Fare l’amore la prima volta, intervista all’esperto

Trovare i “giusti canali” attraverso cui esprimere la propria intimità in maniera soddisfacente e rispettosa è, quindi, indispensabile.

Ce lo spiega la psicologa e psicoterapeuta, dott.ssa Lucia Ingenito.

Ciao Lucia. Perché così tanti giovani cercano rapporti di eros estremo Anaffettività, svalutazione dell’amore, assenza di riferimenti forti. Qual è la spiegazione?

“I giovani spesso sono incapaci di stare nei limiti, nell’eros estremo cercano di esprimere la propria personalità, quella che non sono riusciti a far venire fuori attraverso altri canali. Condivido il pensiero della psicanalista Luciana Nissim Momigliano, la quale sostiene che talvolta si sente l’esigenza di “rendere possibile l’impossibile”.  L’ amore “non naturale” rappresenta la volontà di rendere possibile l’impossibile perché nel limite non si riesce a trovare la propria espressività. È solo andando oltre i limiti della natura (eros estremo come trasgressione della natura e non delle convenzioni sociali) che taluni giovani cercano di “essere visti”.

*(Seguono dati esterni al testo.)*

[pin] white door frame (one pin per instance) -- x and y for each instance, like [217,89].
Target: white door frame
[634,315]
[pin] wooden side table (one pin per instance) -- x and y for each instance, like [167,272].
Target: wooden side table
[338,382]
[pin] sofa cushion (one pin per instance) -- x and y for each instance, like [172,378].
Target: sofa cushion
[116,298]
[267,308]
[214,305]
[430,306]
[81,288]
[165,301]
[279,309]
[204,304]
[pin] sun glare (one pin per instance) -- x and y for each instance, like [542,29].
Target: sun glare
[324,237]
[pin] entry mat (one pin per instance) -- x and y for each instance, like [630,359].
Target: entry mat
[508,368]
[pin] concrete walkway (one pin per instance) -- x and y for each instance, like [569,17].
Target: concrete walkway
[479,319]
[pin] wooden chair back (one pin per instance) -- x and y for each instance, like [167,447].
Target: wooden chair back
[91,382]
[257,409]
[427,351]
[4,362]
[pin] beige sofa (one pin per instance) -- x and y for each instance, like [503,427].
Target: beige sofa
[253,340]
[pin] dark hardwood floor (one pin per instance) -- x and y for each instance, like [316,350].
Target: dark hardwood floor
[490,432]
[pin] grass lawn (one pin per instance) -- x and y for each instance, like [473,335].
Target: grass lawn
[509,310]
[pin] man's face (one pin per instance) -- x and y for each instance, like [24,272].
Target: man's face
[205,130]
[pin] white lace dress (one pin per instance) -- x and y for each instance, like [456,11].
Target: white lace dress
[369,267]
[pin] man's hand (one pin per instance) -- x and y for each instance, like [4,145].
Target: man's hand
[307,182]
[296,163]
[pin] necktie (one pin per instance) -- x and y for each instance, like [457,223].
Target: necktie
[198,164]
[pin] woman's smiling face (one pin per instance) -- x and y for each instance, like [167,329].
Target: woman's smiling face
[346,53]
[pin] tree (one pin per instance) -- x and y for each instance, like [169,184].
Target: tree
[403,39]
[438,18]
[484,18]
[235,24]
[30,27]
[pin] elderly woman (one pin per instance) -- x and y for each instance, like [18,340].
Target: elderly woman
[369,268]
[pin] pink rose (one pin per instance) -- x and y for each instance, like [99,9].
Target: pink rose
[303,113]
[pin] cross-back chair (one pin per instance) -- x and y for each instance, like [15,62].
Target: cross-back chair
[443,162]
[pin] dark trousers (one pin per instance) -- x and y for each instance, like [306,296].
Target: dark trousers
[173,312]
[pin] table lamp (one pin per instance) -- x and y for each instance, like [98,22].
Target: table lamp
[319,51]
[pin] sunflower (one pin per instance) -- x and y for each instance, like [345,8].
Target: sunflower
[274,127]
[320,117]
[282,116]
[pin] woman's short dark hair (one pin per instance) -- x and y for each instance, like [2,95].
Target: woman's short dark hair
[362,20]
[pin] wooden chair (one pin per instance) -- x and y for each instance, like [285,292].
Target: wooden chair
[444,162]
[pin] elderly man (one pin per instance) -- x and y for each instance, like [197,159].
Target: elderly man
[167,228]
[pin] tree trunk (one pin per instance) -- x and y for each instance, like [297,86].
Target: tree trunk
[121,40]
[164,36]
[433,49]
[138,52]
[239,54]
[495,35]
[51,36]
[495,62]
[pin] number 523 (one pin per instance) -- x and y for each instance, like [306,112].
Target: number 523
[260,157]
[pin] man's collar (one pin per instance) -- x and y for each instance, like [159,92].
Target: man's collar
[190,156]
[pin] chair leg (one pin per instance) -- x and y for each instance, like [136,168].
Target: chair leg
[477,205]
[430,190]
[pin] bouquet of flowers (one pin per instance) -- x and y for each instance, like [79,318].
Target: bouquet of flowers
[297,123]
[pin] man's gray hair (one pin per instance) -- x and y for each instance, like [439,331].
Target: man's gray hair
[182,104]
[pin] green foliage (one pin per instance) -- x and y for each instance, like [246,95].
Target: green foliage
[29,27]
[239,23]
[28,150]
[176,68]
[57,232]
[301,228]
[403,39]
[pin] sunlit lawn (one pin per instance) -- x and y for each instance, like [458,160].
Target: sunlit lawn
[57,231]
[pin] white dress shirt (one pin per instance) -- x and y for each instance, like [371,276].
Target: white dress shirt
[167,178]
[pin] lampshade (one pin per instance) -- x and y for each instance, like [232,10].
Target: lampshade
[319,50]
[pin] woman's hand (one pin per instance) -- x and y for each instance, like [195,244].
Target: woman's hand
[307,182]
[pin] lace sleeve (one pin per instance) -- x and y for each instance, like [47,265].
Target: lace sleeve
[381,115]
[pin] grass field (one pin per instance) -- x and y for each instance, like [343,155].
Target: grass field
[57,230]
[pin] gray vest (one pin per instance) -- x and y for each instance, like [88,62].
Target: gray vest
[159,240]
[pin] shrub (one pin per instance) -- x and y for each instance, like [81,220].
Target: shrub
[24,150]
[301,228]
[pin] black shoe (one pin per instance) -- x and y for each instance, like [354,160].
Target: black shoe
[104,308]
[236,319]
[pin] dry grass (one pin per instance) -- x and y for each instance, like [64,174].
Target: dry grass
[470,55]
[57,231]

In basa alla tua esperienza, quali sono i problemi più frequenti per i quali i giovani si rivolgono agli psicologi in merito alla intimità di coppia (esperienze forti)?

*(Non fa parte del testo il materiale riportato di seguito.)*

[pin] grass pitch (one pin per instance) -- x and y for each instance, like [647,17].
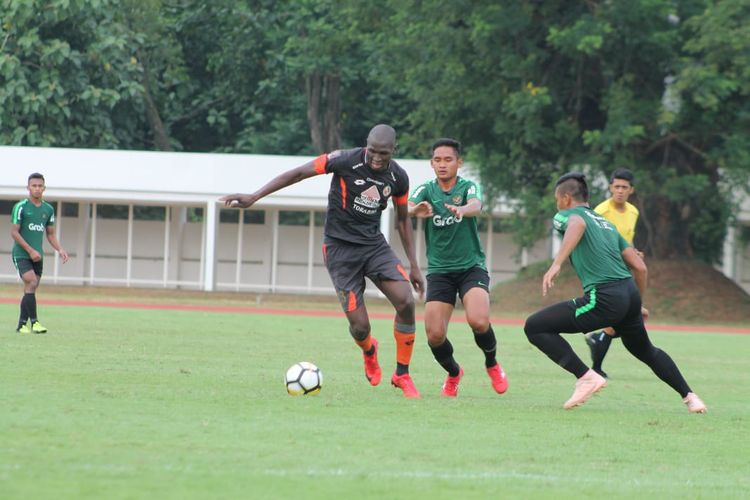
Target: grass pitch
[117,403]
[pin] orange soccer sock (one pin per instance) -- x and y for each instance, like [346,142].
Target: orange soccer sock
[404,343]
[365,345]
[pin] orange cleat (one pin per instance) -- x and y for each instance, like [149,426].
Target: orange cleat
[498,378]
[372,368]
[586,386]
[450,386]
[406,384]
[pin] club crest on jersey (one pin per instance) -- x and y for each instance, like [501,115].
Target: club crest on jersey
[368,202]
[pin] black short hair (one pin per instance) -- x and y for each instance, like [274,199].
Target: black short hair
[575,184]
[452,143]
[623,174]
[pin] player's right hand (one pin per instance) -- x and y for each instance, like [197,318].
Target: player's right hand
[422,210]
[549,278]
[238,200]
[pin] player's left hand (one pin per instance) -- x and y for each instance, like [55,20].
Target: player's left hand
[238,200]
[417,281]
[549,278]
[455,210]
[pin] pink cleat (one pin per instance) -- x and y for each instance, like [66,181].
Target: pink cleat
[586,386]
[450,386]
[498,378]
[694,403]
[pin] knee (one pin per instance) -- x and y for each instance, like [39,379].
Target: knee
[435,336]
[405,307]
[359,330]
[478,324]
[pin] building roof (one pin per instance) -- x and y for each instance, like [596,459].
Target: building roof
[158,177]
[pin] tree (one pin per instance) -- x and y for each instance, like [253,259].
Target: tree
[68,76]
[539,88]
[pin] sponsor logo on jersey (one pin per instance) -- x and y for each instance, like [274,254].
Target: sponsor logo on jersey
[368,201]
[439,221]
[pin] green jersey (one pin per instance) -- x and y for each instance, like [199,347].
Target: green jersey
[597,259]
[452,242]
[33,221]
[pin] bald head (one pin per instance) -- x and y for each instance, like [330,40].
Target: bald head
[381,143]
[382,135]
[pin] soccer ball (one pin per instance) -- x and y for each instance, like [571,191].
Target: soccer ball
[303,378]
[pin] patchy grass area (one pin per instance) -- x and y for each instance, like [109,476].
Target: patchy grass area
[130,403]
[679,292]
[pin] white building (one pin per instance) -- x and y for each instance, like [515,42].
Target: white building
[100,198]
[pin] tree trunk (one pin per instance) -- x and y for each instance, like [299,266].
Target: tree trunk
[324,111]
[158,130]
[333,112]
[313,91]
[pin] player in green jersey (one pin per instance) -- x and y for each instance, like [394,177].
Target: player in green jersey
[32,219]
[449,205]
[612,297]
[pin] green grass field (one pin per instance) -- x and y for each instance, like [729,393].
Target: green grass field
[117,403]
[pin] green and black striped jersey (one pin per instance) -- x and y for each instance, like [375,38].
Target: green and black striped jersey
[597,259]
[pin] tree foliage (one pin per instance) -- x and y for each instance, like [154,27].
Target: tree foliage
[533,88]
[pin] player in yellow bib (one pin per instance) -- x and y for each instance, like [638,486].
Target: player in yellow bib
[624,216]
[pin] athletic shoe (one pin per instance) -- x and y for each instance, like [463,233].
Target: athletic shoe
[694,403]
[406,384]
[598,345]
[450,386]
[498,378]
[372,368]
[37,327]
[586,386]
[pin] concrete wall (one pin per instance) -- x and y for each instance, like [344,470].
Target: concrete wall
[170,255]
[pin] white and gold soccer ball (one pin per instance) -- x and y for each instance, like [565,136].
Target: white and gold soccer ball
[303,378]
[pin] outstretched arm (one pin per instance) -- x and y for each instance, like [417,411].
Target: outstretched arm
[638,269]
[15,233]
[472,208]
[573,234]
[405,232]
[281,181]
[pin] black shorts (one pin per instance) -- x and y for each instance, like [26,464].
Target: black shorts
[443,287]
[616,304]
[348,265]
[26,265]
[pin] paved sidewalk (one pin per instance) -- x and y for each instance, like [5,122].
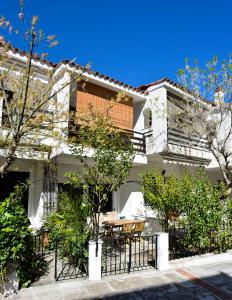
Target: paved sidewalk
[206,282]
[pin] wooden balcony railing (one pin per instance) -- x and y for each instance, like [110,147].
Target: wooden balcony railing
[137,139]
[179,138]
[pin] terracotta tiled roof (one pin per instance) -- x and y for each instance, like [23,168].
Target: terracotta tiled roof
[36,57]
[102,76]
[173,83]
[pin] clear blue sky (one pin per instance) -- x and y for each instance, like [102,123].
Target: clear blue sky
[136,41]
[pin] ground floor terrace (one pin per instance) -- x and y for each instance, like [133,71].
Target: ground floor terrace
[128,202]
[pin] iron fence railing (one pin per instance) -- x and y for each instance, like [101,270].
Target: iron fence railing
[71,258]
[180,244]
[128,254]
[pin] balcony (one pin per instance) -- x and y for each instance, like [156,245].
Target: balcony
[179,138]
[137,139]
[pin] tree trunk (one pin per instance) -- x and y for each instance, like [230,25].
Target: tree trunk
[9,159]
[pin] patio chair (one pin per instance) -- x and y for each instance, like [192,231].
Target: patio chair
[137,230]
[126,232]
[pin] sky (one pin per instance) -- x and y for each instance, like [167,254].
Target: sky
[135,41]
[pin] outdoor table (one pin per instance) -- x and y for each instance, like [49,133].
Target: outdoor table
[111,224]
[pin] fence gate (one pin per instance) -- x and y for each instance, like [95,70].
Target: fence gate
[128,254]
[70,261]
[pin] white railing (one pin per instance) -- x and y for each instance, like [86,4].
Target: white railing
[178,137]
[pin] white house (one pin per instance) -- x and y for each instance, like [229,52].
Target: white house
[146,117]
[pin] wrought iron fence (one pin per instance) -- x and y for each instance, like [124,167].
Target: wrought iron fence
[128,254]
[180,243]
[71,259]
[41,242]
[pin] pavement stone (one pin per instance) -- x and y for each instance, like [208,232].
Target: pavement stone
[149,285]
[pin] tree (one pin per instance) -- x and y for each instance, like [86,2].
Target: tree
[106,160]
[210,119]
[30,109]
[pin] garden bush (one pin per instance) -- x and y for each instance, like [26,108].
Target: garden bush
[69,227]
[196,212]
[17,241]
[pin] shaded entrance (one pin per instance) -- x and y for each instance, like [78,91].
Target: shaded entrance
[7,183]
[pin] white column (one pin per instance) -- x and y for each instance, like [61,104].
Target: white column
[162,251]
[94,262]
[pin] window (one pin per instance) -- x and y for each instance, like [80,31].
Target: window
[147,114]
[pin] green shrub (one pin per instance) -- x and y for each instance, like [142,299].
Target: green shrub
[16,239]
[205,216]
[70,229]
[202,210]
[166,196]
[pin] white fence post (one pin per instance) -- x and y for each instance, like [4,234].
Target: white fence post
[162,251]
[94,262]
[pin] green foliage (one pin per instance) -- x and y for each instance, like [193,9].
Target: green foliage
[109,165]
[70,229]
[16,239]
[204,216]
[167,196]
[201,210]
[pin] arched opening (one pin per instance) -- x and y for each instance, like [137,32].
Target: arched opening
[147,114]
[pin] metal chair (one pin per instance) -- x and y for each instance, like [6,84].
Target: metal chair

“Nel corso della mia esperienza clinica ho avuto modo di conoscere in terapia persone che avevano come problematica di intimità amorosa condotte feticiste e voyeriste. Anche in questi casi il piacere era percepito solo in queste “particolari”condizioni e situazioni, cioè quando il piacere era del tutto assente, non contemplato in una comune relazione di coppia. L’erotismo estremo è un fenomeno in crescita fra i giovani perché questi ultimi hanno maggiori stimoli culturali e maggiori possibilità di scoprire ed esprimere certe pratiche”.

Per concludere. Cosa consiglieresti a un giovane per vivere in maniera più responsabile il suo eros, specie se si tratta di fare l’amore per la prima volta ?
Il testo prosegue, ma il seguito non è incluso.